Bien, esto no es más que un preámbulo generalizador, por así decirlo, aplicable al término del primer año en que hay que conmemorar al hombre, al ciudadano principal, y, en el hombre, al poeta. Ahora, quiero decir algo más personalizado; más personalizado entre Victoriano y yo mismo. Verán.
Yo le conocí hace más de sesenta años. Pues bien, les extrañará pero así ocurrió: en esos sesenta años no cruzamos ni una sola palabra relacionada con la poesía. Estábamos en la amistad y punto. En mis dieciocho años, por ejemplo, él empezó no a nombrarme sino a dirigirse a mí llamándome «chaval» y así siguió haciéndolo cuando yo ya era septuagenario. ¿No les parece auténticamente cremeriana esta particularidad coloquial? A mí sí, y añado que siempre me cayó muy bien el trasteo del apelativo.
Otro truco coloquial de Victoriano era que, cuando nos encontrábamos por la calle, teniendo él ya noventa y muchos años (supongo que esto no me lo decía sólo a mí) era que, al despedirnos, añadía siempre: «Y cuidate, que os morís y me estáis dejando solo».
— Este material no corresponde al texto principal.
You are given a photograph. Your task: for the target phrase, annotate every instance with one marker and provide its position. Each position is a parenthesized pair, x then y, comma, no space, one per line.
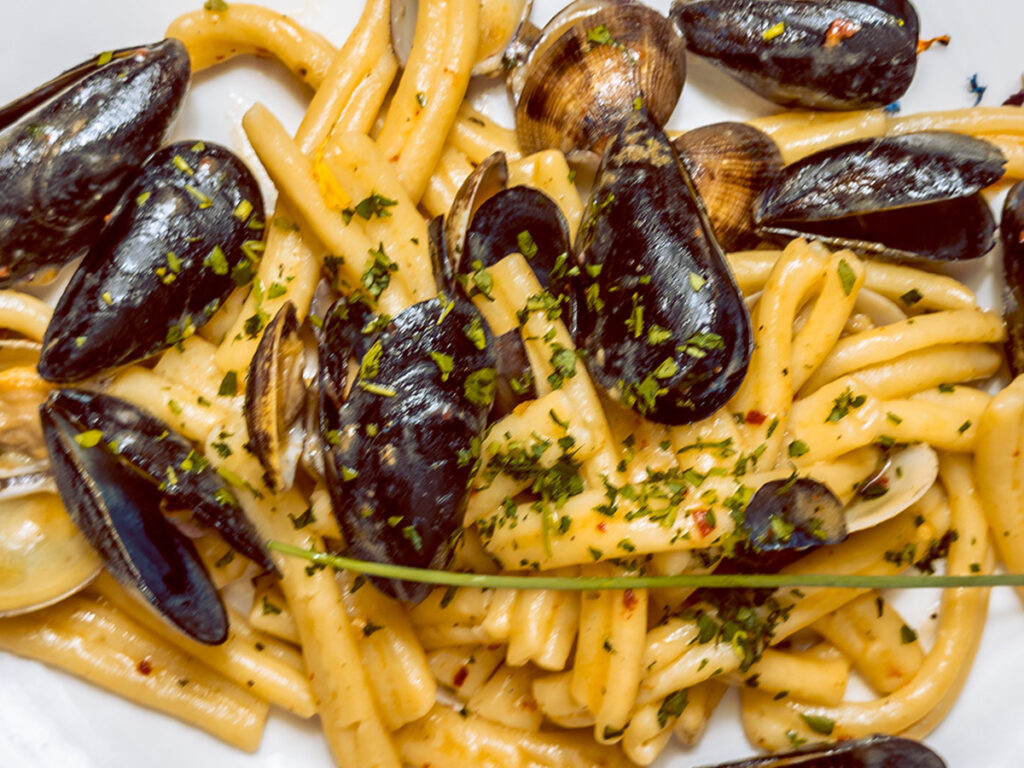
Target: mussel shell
(68,151)
(275,397)
(401,459)
(783,49)
(872,752)
(155,450)
(1012,235)
(118,511)
(664,324)
(730,164)
(170,256)
(905,198)
(579,88)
Tengo, claro está, que decir algo de su poesía. Él sabía que yo le admiraba, porque alguna influencia tuvo sobre mis primeras escrituras (me interesó siempre, como libro mayor, Nuevos cantos de vida y esperanza , aunque no fue ni es obstáculo para que su libro más querido por mí fuera y sea el primero de los importantes, Tacto sonoro ), pero ya he dicho que nunca hablábamos de poesía.
Lo que sí hicimos durante muchos años, con José Castro Ovejero y otros amigos, es algo poco conocido o poco recordado, aun siendo, como era, asunto menor pero que tenía que llamar la atención: jugábamos al parchís; prácticamente todos los días; en el Savarín o en la Farola Roja. Nos jugábamos el café.
Curiosa costumbre, ¿no les parece? Pues la costumbre tenía su importancia dentro de nuestra amistad. También la tiene ahora en mi recuerdo.